En cinco años de carrera universitaria, mis profesores me enseñaron muy poco. Podría contar con los dedos de una mano y aún me sobrarían dedos, a los profesores que me enseñaron algo que mereciera la pena. Algunos se limitaban a dictar apuntes. Otros casi nunca aparecían y, cuando lo hacían, daban una clase magistral, sí, pero del único tema que dominaban. En cinco años de carrera yo aprendí de mis compañeros.
Éramos un grupo pequeño, unos quince, con las mismas ganas de divertirnos y aprender. Juntos viajábamos, viajes culturales-gastronómicos. Juntos íbamos a exposiciones, congresos y conferencias. Organizábamos comidas donde cada uno aportaba su especialidad -los huevos rellenos de V, las papas aliñás de M., las trufas de chocolate de A.-. Competíamos sanamente en lograr sobresaliente. Descubríamos bares con tapas exquisitas. Hacíamos juegos de campamento, larguísimas tardes jugando, haciendo confidencias, haciendo planes.

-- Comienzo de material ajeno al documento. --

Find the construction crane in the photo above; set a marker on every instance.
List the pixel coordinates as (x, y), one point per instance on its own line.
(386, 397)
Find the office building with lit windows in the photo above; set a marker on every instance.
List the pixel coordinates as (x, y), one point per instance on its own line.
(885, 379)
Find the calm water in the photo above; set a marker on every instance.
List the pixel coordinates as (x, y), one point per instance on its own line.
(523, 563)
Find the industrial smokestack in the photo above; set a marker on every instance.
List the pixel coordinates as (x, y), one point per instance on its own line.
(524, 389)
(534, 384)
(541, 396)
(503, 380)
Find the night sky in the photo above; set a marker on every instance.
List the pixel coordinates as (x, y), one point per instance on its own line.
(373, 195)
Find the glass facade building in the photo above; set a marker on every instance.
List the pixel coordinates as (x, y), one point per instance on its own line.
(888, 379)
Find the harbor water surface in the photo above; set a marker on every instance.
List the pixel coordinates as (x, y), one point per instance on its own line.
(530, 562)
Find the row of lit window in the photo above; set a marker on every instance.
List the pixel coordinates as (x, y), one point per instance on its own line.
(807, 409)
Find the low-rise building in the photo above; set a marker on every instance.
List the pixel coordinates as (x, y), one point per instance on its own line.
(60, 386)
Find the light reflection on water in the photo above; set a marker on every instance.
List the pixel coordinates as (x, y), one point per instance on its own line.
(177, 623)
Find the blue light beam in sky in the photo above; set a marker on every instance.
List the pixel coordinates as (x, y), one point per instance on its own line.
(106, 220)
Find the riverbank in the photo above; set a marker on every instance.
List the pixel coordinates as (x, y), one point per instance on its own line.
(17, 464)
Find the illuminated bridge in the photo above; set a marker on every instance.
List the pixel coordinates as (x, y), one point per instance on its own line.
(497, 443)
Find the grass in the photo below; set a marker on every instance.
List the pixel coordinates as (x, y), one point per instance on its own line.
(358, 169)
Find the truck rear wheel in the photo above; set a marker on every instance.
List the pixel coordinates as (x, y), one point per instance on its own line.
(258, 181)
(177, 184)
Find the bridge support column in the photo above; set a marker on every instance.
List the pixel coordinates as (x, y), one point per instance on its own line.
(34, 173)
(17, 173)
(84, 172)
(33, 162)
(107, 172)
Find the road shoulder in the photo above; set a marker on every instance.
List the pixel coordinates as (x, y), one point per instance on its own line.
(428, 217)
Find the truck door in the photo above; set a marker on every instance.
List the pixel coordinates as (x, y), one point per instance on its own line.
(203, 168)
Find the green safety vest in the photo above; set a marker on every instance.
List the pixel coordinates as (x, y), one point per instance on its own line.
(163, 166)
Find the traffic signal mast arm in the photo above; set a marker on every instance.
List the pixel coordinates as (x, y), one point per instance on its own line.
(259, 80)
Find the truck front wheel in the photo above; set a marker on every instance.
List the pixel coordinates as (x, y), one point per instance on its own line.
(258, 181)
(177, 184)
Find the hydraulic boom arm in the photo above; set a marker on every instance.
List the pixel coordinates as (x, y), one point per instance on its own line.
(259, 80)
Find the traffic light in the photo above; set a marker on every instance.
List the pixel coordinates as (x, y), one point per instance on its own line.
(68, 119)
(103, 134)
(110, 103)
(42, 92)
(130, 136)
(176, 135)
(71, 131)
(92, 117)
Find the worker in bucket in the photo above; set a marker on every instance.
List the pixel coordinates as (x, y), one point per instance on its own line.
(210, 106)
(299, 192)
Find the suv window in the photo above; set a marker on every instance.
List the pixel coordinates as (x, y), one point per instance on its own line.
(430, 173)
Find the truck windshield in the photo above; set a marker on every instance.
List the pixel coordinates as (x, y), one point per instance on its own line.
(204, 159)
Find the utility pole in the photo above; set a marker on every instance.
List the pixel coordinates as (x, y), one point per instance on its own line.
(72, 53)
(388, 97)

Después de veinte años, celebramos nuestro reencuentro. Nuestro delegado de clase hizo un brindis, dijo que con nosotros vivió los años más felices de su vida. Más tarde fuimos preguntando a los demás si era así, si aquellos fueron realmente los años más felices. Yo les dije que no, que afortunadamente he vivido otros años felices pero que aquellos años tuvieron una magia irrepetible, que no se volverá a dar. Y que el pasado sábado, logramos volver, por unas horas, a acariciar.